Techniques that help sell products just don’t work when it comes to professional services. Services are usually tailored to meet the needs of specific clients, and the success of the ensuing relationship relies heavily on the “chemistry” or trust that exists between client and their primary contact. Here are a few things to consider, and some solutions to common sales issues.
- Successful Sales Efforts and Client Retention Depend on Confidence and Trust
Professional service companies provide services that are integral to their clients’ business success—key services like legal, accounting and financial counsel or insurance. In doing so, the service firm is placed in a position of trust and is privy to confidential, important competitive data, and other sensitive information. Client retention requires that the service company ensure that all their employees know that integrity, honesty and discretion are mandatory in all client matters. When it comes to soliciting new business, emphasize the long-standing relationships you enjoy with existing clients and stress your firm’s commitment to clients’ confidentiality requirements.
- Money Matters
Most service-based businesses sell time and bill hourly rates. For a service provider, time is money –quite literally. Make sure your clients understand how your firm bills for its services, what your employees’ various hourly rates are, and how you handle out-of-pocket costs (e.g. travel, couriers or mail services, long-distance phone charges, etc.). People who wouldn’t expect free products sometimes don’t apply the same logic to professional services. Beware of new business prospects who want to see a detailed and specific proposal that sounds like a plan that you’d normally charge hourly rates to develop.
- Personal Relationships are Key
If the client/service provider relationship is one-on-one, there is a good chance the business will follow the employee if he/she leaves your company. Client loyalty is often directed towards the individual (the day-to-day client contact or account executive) and not the firm who employs them. The only meaningful way to address this is by providing an account team wherever possible. You, or your firm’s key executives, must develop your own strong personal relationship with decision-makers at the client company. By participating in client meetings, in idea sessions, or account review meetings, you (and other senior managers) ensure that your clients realize that the expertise and attention your team offers extends well beyond the one person they see most.
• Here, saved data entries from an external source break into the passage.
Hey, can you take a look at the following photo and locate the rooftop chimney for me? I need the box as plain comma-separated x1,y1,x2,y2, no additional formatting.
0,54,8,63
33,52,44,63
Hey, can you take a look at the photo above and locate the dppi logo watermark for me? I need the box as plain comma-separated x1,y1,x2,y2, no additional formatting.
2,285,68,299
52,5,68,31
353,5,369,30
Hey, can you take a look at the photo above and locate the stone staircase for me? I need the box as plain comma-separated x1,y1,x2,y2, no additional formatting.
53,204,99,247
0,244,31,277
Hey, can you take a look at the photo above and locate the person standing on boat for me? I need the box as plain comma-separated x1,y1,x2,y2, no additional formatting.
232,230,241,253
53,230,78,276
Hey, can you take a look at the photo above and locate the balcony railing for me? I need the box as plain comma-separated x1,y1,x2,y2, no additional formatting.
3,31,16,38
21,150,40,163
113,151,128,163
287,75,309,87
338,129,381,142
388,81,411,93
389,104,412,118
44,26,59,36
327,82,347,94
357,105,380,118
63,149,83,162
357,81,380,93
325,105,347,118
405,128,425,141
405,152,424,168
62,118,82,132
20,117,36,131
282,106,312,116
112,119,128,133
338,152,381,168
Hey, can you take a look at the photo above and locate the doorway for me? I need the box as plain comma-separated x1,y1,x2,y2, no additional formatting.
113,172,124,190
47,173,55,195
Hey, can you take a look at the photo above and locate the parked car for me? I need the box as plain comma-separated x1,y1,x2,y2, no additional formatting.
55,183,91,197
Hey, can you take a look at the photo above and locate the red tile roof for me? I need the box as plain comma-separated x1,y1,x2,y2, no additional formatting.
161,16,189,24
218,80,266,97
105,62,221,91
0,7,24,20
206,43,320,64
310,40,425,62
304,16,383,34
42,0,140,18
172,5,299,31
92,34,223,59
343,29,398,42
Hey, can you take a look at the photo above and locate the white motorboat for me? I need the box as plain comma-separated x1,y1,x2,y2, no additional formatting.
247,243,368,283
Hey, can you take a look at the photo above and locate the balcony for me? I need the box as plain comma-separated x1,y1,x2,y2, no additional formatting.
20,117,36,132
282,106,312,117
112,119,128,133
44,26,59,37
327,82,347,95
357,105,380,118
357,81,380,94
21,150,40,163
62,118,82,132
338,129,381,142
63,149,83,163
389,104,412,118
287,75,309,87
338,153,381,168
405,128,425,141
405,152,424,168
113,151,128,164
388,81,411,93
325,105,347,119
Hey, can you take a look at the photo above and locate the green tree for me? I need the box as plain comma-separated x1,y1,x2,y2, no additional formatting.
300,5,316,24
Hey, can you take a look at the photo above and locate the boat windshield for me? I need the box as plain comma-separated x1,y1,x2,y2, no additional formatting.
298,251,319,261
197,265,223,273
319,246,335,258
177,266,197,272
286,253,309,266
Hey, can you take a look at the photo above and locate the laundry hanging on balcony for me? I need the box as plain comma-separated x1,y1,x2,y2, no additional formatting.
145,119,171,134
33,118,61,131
- Tailor Marketing and Sales Pitches with Sensitivity
Successful case studies are an important tool in marketing efforts, but make sure your eagerness to win new business doesn’t disrupt an existing client relationship.
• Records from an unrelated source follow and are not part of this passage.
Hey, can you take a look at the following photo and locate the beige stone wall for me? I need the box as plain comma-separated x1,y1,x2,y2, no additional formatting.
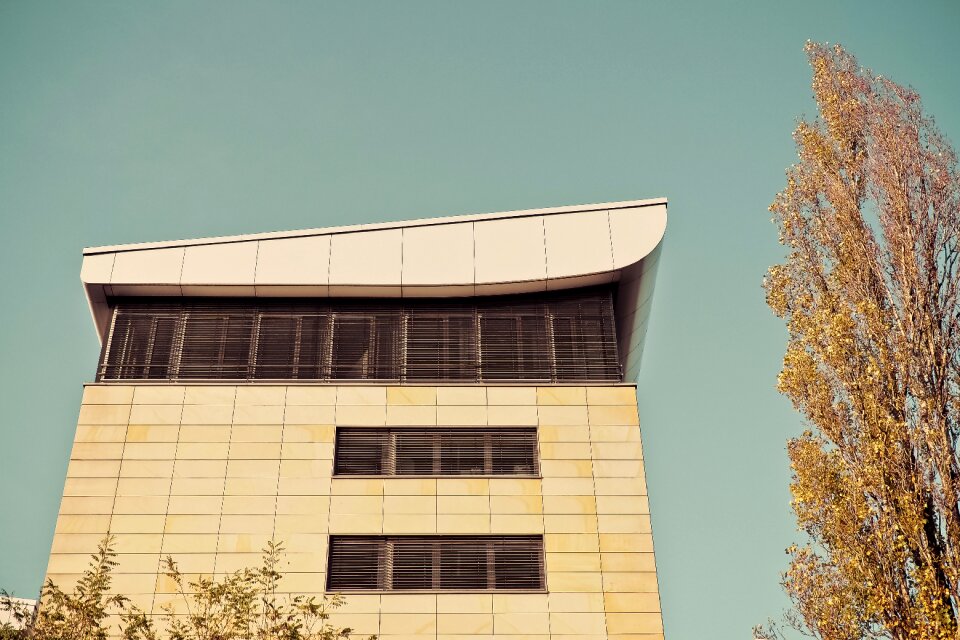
48,384,662,639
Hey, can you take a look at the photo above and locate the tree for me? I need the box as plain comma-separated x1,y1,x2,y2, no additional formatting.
2,536,125,640
759,42,960,639
123,540,374,640
2,537,374,640
0,596,36,640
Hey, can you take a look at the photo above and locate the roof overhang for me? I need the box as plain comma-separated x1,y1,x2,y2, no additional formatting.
81,198,667,380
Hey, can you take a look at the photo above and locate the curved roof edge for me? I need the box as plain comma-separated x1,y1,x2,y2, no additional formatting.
83,197,667,255
81,198,668,381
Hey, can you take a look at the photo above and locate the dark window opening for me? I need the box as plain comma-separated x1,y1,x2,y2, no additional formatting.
102,312,178,380
253,312,330,379
330,314,400,380
178,310,254,379
478,315,551,381
405,313,477,381
327,536,544,591
334,427,538,477
98,287,620,382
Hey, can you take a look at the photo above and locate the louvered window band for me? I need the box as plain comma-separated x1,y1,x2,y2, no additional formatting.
334,427,538,476
327,536,545,591
97,287,620,382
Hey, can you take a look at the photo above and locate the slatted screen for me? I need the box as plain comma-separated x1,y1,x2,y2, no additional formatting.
98,287,620,382
334,427,539,476
327,536,545,591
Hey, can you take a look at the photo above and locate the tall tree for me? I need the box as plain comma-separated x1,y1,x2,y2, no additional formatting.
760,42,960,639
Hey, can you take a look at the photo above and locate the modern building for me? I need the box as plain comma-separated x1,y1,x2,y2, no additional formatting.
0,598,37,630
47,198,668,639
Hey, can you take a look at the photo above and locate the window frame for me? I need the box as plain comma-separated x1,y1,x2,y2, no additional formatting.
97,287,622,383
332,426,541,478
326,535,546,593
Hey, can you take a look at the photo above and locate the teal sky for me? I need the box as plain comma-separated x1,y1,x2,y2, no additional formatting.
1,1,958,637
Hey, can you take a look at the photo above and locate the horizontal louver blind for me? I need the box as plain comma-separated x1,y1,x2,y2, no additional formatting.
334,428,538,476
327,536,544,591
102,310,179,379
253,312,330,379
478,315,551,381
330,314,401,380
98,287,620,382
178,308,255,379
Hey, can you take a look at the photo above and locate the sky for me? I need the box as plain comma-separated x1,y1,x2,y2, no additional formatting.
1,1,958,637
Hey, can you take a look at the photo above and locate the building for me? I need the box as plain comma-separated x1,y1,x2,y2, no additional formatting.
47,198,668,639
0,598,37,630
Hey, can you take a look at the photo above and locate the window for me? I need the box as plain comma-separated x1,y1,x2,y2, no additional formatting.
101,308,178,380
177,308,254,379
333,428,539,476
327,536,545,591
98,287,621,382
329,313,400,380
253,311,330,379
477,314,551,381
551,294,621,381
404,311,477,380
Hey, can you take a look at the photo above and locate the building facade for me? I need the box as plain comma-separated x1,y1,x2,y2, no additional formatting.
47,199,668,639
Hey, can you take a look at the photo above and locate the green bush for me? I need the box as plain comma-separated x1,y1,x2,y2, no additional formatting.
2,537,374,640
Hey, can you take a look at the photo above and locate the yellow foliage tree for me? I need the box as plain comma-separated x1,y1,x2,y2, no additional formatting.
759,42,960,639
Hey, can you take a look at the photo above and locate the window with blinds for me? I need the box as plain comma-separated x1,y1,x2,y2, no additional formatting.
327,536,545,591
98,287,620,382
334,427,539,476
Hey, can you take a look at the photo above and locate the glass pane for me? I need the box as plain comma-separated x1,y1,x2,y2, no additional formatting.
392,540,434,589
439,541,487,589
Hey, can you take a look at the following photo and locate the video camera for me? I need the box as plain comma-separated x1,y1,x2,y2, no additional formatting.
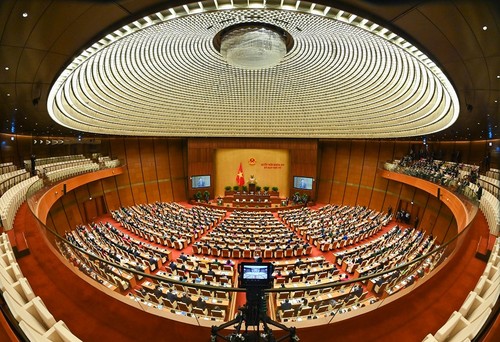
238,261,274,289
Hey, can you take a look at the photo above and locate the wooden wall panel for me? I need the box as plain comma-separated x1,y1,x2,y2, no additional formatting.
45,213,56,233
343,185,358,206
102,177,121,211
400,184,416,203
386,180,402,201
118,187,134,207
433,204,453,243
421,196,439,235
73,185,90,219
110,138,134,206
469,141,487,166
169,139,187,202
346,141,364,185
332,141,350,203
153,139,173,202
61,192,83,228
331,184,345,204
393,141,411,161
83,199,98,222
131,184,147,205
139,139,161,203
317,143,336,203
144,182,160,203
360,141,379,187
372,142,393,192
357,187,372,207
382,192,399,215
125,139,147,204
88,180,104,198
48,199,71,235
125,139,144,184
369,190,386,212
346,141,364,204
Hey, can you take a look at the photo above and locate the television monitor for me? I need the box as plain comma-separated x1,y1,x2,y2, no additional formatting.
192,175,211,189
293,176,313,190
238,262,274,288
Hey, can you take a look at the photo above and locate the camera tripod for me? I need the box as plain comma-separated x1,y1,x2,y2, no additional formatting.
210,287,299,342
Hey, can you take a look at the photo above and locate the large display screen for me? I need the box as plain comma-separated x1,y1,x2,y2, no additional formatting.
293,176,313,190
192,175,211,188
If your services involve problem-solving –whether it be PR or image problems or
bankruptcy counseling— it is unlikely your past, or existing, clients want to be identified directly or indirectly in your marketing materials. A case history without a “real” company may be less compelling but perhaps, in addition, you can provide qualified (truly interested) prospects with a select list of client contacts who are willing to provide references for your firm.
- Ongoing Marketing Efforts Pay Off
Typically professional services involve a longer sales cycle than products. Often the process of winning new clients takes months (sometimes more than a year). With this in mind, maintain a consistent sales/marketing effort (networking, professional/trade media relations, etc.) year-round. If you lose a client unexpectedly, replacing the lost sales revenue won’t be so daunting if you are already courting several qualified client prospects.